Enquanto isso, na Colina, somos apresentados a alguns personagens envolvidos na tarefa árdua de passar a perna uns nos outros. Entre eles, Michael Godwin, um playboy que fica fascinado com a duquesa Tremontaine, uma mulher bem mais velha que ele – e que é amante de lorde Ferris, figurão do governo local. Eles e outros envolverão Richard em suas maquinações políticas, e o espadachim logo comprova que, na Colina, ninguém se importa com o destino dos homens de Riverside.

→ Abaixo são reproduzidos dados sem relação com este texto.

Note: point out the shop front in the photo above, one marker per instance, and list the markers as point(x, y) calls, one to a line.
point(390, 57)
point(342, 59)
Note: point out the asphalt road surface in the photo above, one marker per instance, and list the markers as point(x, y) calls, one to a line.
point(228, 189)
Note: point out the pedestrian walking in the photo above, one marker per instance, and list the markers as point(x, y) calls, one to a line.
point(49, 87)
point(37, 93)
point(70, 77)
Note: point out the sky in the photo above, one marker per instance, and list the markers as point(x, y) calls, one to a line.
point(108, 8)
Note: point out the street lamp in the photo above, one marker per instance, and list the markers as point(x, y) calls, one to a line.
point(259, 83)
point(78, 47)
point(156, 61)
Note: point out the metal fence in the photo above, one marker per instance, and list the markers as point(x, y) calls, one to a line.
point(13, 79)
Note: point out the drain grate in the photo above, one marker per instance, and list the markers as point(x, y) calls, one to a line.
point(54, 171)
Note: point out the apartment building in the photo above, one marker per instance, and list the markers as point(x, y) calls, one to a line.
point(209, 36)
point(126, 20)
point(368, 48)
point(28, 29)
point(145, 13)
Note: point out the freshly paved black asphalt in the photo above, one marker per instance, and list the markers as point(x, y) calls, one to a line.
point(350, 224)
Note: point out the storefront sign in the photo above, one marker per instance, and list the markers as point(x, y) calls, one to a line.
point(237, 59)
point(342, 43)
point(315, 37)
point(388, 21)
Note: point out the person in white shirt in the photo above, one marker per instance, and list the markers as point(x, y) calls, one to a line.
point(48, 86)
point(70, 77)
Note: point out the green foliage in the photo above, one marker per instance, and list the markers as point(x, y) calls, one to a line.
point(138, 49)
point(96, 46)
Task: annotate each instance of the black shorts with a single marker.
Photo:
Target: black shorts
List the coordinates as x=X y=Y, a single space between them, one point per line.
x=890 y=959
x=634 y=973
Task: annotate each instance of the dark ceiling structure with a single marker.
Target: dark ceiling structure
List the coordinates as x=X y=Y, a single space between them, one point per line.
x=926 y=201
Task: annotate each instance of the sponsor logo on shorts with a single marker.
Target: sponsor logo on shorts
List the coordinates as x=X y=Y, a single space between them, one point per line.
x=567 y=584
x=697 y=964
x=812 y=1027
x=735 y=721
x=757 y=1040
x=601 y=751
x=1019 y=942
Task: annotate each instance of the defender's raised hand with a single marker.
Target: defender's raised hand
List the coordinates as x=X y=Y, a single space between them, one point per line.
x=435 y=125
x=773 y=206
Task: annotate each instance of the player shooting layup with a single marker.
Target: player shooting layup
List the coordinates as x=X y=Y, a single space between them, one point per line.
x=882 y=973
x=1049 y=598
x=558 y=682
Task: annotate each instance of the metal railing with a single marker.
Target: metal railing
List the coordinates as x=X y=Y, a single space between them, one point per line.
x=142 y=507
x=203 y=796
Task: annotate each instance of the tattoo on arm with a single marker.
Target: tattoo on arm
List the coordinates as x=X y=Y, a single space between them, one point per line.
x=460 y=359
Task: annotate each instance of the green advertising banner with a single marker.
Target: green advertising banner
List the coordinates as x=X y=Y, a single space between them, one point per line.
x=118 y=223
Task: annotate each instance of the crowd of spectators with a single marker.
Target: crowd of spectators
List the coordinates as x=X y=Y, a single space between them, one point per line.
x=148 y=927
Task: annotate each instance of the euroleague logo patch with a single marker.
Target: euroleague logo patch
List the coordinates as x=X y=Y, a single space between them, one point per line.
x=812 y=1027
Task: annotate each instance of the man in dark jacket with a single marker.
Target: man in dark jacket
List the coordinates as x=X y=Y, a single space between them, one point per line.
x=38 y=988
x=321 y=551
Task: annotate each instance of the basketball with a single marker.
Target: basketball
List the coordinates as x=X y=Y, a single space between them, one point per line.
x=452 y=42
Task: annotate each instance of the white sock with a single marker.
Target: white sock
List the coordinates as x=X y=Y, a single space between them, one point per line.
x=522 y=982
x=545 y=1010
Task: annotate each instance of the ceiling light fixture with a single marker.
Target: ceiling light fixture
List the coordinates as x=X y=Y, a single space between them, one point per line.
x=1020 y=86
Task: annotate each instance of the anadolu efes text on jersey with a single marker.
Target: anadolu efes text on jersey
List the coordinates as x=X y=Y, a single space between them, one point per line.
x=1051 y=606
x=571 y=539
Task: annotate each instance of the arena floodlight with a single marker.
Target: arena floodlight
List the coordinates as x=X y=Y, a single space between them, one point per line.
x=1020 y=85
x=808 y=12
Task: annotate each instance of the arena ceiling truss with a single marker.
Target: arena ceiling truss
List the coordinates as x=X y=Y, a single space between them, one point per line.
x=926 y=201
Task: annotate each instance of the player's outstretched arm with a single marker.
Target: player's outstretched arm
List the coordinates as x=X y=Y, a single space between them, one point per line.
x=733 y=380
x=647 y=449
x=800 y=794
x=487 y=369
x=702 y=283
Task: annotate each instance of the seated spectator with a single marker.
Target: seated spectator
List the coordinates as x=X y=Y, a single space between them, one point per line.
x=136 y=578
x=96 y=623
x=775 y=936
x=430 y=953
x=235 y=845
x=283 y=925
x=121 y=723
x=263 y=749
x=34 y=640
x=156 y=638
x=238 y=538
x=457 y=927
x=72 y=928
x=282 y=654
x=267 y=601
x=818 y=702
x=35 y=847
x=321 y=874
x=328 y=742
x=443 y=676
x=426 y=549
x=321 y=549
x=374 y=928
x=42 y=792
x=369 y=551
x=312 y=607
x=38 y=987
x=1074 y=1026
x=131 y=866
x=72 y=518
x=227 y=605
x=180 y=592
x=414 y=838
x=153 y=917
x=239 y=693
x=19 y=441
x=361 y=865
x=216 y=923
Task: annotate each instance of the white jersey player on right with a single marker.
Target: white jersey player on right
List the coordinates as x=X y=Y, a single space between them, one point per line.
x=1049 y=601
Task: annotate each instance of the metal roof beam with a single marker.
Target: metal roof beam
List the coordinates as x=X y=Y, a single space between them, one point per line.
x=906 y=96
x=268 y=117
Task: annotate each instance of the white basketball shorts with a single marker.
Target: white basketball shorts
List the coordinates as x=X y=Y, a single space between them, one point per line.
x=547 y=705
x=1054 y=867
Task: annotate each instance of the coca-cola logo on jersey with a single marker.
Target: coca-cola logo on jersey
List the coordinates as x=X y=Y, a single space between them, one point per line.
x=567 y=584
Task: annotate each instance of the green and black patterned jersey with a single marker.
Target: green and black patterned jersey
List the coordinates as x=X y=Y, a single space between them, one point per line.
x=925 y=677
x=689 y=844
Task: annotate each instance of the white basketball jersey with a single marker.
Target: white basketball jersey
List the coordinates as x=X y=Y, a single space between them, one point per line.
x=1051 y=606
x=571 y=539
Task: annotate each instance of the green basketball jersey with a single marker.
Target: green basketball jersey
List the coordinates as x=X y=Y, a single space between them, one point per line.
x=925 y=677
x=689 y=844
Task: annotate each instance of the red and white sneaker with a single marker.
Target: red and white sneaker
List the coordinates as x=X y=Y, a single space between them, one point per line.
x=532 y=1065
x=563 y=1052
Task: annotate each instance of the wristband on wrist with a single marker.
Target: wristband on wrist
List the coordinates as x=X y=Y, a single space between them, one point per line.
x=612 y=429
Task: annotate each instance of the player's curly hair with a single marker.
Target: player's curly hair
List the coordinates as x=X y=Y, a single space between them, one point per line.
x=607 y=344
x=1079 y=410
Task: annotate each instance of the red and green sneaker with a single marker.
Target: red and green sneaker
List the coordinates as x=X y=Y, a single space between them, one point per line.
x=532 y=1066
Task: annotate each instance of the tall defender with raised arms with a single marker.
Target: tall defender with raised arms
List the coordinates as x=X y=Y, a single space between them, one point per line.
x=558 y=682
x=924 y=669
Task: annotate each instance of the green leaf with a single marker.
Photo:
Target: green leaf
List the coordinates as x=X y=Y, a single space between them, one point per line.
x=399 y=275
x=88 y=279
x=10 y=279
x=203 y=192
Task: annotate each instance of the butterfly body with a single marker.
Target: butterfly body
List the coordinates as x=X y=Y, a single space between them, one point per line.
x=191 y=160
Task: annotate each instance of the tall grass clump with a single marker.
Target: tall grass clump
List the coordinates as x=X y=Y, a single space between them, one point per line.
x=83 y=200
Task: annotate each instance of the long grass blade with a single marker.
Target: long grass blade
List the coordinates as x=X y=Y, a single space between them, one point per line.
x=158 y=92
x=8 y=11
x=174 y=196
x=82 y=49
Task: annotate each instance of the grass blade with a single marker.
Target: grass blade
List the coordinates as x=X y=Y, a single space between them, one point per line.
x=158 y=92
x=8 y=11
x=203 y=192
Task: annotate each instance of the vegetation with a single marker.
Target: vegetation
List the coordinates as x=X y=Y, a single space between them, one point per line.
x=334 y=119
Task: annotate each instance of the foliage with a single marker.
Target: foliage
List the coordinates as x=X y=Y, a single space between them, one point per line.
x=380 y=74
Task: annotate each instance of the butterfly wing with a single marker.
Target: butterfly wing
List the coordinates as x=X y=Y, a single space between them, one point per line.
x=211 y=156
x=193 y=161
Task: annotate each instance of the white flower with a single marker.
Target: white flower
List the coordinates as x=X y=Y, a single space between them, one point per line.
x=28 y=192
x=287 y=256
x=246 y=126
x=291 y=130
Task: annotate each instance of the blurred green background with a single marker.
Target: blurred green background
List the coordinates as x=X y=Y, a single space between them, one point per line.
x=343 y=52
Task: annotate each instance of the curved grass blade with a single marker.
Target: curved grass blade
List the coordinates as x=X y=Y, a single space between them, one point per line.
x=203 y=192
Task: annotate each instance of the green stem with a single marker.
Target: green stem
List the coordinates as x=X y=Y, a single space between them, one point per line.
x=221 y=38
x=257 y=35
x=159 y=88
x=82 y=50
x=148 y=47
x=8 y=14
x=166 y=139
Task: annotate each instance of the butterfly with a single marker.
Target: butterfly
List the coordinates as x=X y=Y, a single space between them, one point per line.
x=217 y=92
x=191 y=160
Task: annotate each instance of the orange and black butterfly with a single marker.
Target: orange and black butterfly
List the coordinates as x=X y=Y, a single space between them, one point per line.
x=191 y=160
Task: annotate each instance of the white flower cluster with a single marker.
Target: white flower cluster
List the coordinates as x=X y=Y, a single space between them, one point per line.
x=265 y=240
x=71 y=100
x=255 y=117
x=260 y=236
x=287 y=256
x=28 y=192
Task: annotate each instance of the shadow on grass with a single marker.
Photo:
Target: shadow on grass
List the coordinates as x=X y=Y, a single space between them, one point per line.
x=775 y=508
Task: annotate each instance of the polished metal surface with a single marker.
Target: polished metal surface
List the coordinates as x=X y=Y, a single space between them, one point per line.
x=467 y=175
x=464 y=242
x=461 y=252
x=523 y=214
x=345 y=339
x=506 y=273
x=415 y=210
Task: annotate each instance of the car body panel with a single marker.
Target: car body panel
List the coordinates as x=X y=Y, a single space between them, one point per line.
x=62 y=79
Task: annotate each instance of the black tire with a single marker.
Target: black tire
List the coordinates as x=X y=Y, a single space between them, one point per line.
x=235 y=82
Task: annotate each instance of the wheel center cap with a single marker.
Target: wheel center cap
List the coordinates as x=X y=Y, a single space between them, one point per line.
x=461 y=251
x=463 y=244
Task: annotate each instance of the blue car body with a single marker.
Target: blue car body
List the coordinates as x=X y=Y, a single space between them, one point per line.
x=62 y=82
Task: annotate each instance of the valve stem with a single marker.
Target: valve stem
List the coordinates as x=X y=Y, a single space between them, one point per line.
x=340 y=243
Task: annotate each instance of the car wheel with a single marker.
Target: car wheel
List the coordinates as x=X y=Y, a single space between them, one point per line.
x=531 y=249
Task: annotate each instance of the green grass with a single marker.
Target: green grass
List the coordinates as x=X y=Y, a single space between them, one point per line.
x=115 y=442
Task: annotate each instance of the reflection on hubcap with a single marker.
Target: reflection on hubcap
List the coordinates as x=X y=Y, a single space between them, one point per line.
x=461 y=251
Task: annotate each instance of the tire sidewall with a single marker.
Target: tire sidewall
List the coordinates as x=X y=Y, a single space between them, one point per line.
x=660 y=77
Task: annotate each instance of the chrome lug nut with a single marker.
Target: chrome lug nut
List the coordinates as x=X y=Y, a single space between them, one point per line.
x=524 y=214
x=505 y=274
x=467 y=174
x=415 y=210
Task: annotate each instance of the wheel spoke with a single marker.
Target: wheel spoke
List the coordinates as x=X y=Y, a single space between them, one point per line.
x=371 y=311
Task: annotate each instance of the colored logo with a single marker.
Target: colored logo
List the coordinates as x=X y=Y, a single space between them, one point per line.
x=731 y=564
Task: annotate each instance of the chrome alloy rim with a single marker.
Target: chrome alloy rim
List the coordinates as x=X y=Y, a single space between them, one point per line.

A escrita de Ellen Kushner é, em uma palavra, elegante. Suas descrições de lugares são poéticas e evocativas; cada ação – seja uma gota de sangue caindo na neve ou o golpe de uma espada – é descrita com clareza cinematográfica; e seus personagens são complexos, fascinantes e imprevisíveis.

A narrativa também difere muito da maioria dos livros que já li. O narrador onisciente parece não reconhecer a existência do leitor; ler os diálogos é como espiar momentos roubados, trechos de conversas cheios de nuances que ninguém se dá ao trabalho de explicar. Depende do leitor prestar atenção, conjecturar e extrair significado da fala de personagens que são mestres em insinuações e meias-palavras.

Não há respostas imediatas ou fáceis; às vezes, elas sequer existem: um gesto pode ser interpretado de cem modos diferentes por cem leitores diferentes. Kushner nos dá o suficiente para ficarmos satisfeitos, resolvendo a trama perfeitamente, mas ao fim ainda queremos saber mais, tanto do passado como do futuro dos personagens.

Tenho duas críticas: senti falta de um dos personagens, que praticamente some na segunda metade do livro, depois de ter tido um crescimento tão interessante na primeira; e são poucas as mulheres em relação aos homens (embora a duquesa valha por dez!). Vale notar que o livro gira em torno de intrigas mais “particulares”; a organização da cidade em si é meio confusa e o livro não é épico, ao contrário de tantos que leio. No entanto, esse escopo menor nos dá a chance de ver os personagens com muito mais detalhes.

Minha edição inclui alguns contos, escritos antes e depois do romance, sobre Richard e Alec. Há ainda dois outros livros nesse universo: um, divertidíssimo, chama-se The Privilege of the Sword e é sobre a sobrinha de Alec, que quer se tornar espadachim (Alec e Richard aparecem, mais velhos); e o outro se passa 60 anos depois de Swordspoint e lerei pela primeira vez ano que vem: The Fall of the Kings.

*

Swordspoint
Autora: Ellen Kushner
Editora: Bantam Spectra
Ano de publicação: 2003
368 páginas

Citações preferidas

Deixe o conto de fadas começar numa manhã de inverno, então, com uma gota de sangue caída na neve de marfim: uma gota tão brilhante quanto um rubi lapidado; vermelha como uma única gota de clarete num punho de renda.

*

“Como as pessoas simples te amam,” disse Alec, olhando para ele. “O que acontece quando você não tem dinheiro?”

“Elas confiam,” disse Richard, “que vou me lembrar delas quanto tiver.”

*

Tudo que o mundo considerava belo podia ser treinado, girado no torno da prática para se tornar uma arma perigosa.